Ride appears to have been digitally photographed; the credited cinematographer is Rob Givens (The Hero). However, the film arrives on RLJ Entertainment's 1080p, AVC-encoded Blu-ray with an image that looks more film-like than traditionally digital, as a result of several factors. First, Givens appears to have matched the nighttime sensitivity of digital cameras with slower anamorphic lenses, which not only soften the image but also create extensive horizontal lens flares, imparting a more classical look than is displayed in the original short photographed by Ernesto Lomali. (For a similar style, review Jan de Bont's lighting in the outdoor scenes of the first Die Hard.) Second, much of the film has been shot through the windscreen and other windows of James's auto, thereby filtering and further softening the image. Third, Givens has used minimal light wherever possible, deliberately crushing the blacks to reduce shadow detail. As soon as the action enters a well-lit locale like the liquor store where Bruno sends James or the all-night drugstore where he sends Jessica, the digital clarity returns.
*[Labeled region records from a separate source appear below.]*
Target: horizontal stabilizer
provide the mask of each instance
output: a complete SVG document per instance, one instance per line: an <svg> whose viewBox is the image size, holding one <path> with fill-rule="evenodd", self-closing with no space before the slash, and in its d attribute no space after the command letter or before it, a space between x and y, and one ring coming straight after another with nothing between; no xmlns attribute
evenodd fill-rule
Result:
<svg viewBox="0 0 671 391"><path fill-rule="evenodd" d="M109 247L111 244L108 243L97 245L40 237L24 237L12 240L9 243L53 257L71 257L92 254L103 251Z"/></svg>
The disc's low average bitrate of 20.994, with about 6 GB of space left unused on the BD-25, is typical for RLJ, but the encode appears to be capable.


Ride Blu-ray Movie, Audio Quality  4.0 of 5

With most of the action confined to the interior of James's auto, Ride's 5.1 soundtrack (encoded in lossless DTS-HD MA) doesn't have much to do. It expands for a few scenes outside the car—inside a club, at the pool and hot tub of an L.A. residence—but mostly it supports and expands the electronic score by Paul Haslinger (Resident Evil: The Final Chapter).


Ride Blu-ray Movie, Special Features and Extras  1.0 of 5

  • Original "Ride" Short Film (1080p; 2.40:1; 15:41): More effective than the feature, although it lacks the professional sheen of Givens' photography and the appeal of actors Thorne and Usher, both of whom have mainstream careers in better projects.


  • Photo Gallery (1080p; 1.78:1): A small group of production stills, some surprisingly grainy, probably as a result of being blown up from the original source.


  • Introductory Trailers: The film's trailer is not included. At startup, the disc plays trailers for I.T., Bushwick and Terminal.


Ride Blu-ray Movie, Overall Score and Recommendation  2.0 of 5

The Blu-ray is competently produced, but Ride is a waste of time. Skip it.